Planning and Preparation
Turning your kitchen into a haven of good nutrition and better eating habits may feel like a monumental task, but it is entirely manageable if broken down into smaller tasks.
- Go through the refrigerator and pantry gradually removing unhealthy foods. These include foods filled with sugar (i.e. the first ingredient on the label), artificial ingredients, preservatives, and coloring. Get rid of all soft drinks. Extra salty or fatty foods should also be limited, but these are more problematic for adult health–teenagers can handle some salty, fatty foods because of their higher activity levels. Stop buying unhealthy foods. If anyone asks, tell them you can’t afford them. Having to buy these foods themselves will immediately reduce your teenagers’ (and other family members’) need for them.

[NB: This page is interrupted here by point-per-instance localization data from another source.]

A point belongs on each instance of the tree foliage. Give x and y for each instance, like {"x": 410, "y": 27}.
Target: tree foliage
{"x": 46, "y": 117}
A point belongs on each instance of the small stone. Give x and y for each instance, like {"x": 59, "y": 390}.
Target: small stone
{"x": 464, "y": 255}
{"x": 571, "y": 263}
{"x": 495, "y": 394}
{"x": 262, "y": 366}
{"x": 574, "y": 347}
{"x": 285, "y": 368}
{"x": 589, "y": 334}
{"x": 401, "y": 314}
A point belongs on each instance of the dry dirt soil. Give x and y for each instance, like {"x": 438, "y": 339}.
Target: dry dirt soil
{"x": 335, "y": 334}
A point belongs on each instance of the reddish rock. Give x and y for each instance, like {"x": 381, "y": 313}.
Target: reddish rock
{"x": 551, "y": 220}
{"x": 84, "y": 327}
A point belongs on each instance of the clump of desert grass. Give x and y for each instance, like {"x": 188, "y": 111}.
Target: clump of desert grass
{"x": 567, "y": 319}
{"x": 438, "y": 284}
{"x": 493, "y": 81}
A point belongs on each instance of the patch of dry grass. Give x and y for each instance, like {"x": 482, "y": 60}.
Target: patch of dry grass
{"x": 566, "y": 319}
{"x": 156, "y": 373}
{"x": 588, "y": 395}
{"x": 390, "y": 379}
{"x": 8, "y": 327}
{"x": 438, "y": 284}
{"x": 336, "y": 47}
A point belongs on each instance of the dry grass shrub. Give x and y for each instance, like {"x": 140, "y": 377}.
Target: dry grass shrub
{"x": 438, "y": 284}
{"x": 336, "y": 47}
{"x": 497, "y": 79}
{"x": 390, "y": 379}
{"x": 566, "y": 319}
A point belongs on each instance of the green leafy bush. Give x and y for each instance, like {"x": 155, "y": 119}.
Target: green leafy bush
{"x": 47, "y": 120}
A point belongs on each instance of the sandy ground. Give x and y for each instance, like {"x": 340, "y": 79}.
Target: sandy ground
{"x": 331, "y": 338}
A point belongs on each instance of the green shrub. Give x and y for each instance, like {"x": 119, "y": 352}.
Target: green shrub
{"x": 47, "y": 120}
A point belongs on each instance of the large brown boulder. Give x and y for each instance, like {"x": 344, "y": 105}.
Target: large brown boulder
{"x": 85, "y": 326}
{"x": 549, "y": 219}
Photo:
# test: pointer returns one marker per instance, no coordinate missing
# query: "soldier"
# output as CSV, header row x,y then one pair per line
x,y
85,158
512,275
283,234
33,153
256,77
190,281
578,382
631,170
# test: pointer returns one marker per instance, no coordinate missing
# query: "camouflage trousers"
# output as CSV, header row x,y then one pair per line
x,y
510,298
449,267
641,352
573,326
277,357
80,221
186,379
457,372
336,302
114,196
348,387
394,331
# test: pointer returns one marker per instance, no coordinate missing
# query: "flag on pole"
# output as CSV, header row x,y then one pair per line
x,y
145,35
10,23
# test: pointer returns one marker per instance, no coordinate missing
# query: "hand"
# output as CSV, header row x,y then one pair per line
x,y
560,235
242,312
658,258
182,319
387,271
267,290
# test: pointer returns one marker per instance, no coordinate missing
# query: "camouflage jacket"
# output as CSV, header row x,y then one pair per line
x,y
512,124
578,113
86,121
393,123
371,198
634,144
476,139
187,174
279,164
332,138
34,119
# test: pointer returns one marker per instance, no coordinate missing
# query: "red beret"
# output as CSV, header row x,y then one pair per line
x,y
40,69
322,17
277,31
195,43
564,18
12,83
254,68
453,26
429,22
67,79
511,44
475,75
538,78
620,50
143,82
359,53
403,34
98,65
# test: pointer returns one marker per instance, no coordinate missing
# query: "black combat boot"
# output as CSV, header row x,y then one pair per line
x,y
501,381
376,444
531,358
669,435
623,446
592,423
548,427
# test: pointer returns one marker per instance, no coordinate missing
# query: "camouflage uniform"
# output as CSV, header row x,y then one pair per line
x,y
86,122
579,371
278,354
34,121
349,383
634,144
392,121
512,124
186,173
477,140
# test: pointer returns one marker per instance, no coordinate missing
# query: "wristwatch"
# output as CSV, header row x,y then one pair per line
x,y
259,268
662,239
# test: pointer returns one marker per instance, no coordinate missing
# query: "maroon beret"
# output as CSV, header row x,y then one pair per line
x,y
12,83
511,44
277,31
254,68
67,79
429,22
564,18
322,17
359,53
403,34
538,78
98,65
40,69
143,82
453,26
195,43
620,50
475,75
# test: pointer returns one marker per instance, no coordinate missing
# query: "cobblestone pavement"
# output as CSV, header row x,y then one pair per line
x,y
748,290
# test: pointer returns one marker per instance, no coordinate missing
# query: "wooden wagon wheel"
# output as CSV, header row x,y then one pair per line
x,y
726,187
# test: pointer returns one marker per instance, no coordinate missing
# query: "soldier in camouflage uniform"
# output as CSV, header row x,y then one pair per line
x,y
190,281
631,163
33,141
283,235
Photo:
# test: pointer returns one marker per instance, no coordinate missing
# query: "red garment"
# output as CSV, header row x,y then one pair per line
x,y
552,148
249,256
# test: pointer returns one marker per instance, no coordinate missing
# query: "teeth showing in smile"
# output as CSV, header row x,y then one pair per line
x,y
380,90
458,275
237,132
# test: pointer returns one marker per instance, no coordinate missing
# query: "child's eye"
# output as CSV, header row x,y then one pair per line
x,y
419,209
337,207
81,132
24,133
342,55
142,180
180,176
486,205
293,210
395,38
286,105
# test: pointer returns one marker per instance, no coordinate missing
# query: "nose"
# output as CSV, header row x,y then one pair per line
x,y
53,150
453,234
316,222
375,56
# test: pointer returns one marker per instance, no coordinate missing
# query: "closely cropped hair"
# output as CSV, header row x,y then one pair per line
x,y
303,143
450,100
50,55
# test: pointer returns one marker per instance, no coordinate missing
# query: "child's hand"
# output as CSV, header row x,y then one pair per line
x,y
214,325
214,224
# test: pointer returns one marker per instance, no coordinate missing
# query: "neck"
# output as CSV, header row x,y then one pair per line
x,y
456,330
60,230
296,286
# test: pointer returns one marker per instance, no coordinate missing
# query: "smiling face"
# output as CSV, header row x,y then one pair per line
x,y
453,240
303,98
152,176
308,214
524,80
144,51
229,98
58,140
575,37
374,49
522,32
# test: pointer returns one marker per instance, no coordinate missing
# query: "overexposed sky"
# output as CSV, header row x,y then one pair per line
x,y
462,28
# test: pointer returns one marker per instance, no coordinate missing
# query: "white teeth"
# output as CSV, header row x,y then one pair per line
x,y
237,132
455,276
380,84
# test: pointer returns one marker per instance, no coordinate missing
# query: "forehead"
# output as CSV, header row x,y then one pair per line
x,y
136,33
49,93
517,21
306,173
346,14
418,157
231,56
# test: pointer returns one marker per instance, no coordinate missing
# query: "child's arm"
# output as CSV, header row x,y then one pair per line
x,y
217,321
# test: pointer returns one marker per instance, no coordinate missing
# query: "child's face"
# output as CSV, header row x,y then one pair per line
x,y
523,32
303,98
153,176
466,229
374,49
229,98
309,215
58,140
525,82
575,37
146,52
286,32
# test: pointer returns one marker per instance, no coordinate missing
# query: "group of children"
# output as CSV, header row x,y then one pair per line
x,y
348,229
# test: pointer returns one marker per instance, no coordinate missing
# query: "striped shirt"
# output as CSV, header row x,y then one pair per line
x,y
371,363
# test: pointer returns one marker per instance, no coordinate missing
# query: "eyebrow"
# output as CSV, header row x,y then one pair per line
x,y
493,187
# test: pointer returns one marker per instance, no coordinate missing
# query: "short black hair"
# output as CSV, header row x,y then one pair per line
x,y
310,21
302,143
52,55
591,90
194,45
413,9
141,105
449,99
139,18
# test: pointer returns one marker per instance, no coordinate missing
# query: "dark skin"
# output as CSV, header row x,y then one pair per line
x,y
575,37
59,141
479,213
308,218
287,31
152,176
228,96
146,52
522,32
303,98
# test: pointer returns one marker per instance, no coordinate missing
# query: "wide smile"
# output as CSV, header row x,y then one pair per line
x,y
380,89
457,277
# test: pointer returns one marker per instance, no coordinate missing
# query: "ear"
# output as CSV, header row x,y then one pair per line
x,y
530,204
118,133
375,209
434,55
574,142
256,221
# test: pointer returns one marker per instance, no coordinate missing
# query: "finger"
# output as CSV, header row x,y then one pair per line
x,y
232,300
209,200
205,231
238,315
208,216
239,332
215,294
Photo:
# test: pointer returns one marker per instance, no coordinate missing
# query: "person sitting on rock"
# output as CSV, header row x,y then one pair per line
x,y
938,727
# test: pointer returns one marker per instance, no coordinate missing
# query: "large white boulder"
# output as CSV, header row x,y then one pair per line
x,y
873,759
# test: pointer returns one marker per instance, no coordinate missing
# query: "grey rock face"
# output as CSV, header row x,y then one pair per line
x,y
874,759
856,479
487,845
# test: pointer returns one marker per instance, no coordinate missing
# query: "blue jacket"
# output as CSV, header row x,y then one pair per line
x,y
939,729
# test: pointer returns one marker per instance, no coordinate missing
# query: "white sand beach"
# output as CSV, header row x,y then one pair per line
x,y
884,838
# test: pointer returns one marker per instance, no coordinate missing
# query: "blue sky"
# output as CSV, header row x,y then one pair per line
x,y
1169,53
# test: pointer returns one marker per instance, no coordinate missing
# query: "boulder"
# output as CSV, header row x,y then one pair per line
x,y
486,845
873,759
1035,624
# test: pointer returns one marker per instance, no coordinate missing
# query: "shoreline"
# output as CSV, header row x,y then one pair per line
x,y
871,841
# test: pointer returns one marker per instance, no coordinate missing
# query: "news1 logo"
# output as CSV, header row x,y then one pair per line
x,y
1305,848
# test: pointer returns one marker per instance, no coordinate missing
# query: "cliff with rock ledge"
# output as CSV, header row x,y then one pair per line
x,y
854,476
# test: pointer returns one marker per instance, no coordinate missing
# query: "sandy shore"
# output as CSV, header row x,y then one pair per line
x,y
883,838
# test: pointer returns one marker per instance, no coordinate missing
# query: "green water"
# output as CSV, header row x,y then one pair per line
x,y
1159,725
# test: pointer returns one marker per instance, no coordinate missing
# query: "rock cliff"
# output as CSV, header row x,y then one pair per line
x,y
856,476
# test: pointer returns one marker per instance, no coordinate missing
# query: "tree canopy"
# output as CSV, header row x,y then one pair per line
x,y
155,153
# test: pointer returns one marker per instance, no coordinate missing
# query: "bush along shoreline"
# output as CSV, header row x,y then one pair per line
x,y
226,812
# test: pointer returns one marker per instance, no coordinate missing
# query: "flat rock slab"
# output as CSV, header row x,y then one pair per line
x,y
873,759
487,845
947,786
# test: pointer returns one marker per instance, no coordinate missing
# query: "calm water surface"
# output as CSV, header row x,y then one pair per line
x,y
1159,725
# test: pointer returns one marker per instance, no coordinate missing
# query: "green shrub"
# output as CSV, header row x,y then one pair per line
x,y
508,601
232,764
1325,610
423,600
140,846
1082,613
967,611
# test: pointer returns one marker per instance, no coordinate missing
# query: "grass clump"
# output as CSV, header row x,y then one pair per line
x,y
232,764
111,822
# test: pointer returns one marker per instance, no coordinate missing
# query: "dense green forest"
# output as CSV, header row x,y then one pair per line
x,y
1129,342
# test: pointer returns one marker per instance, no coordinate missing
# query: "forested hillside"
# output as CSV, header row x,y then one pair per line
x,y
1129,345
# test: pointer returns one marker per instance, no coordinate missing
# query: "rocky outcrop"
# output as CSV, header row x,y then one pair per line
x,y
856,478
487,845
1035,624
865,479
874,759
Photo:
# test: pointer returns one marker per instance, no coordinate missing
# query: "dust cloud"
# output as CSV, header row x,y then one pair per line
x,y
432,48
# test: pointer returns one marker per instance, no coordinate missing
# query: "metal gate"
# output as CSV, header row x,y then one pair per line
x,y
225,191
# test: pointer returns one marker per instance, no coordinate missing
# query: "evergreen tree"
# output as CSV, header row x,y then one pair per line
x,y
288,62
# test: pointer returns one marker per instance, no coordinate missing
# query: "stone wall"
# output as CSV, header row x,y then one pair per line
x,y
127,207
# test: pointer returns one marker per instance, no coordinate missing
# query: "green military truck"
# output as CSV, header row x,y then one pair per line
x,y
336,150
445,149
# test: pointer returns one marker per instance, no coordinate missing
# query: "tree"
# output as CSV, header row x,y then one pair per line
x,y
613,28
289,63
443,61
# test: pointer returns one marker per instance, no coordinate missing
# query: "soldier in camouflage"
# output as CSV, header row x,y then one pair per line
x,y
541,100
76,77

- Next, see how many canned or processed foods you can replace with fresh foods. These foods are often filled with unwanted sugars, preservatives, and other chemical additives that can negatively impact your family’s health. Try the local health food store for spaghetti sauce and other sauces and dressings free of chemistry experiments. Farmer’s markets often have homemade jams, hot sauces, pesto, flavored honey, herb vinegars and other specialties. Check the local bakeries for bread; often bakeries sell their day-old bread at a significant discount – and it is still a lot fresher than what you will find at the grocery store!
- Choose healthy breakfast foods. You may have to woo your teenager to the breakfast table, but it is worth the effort. Breakfast is still the most important meal of the day for regulating energy levels, metabolism, brain power, and moods.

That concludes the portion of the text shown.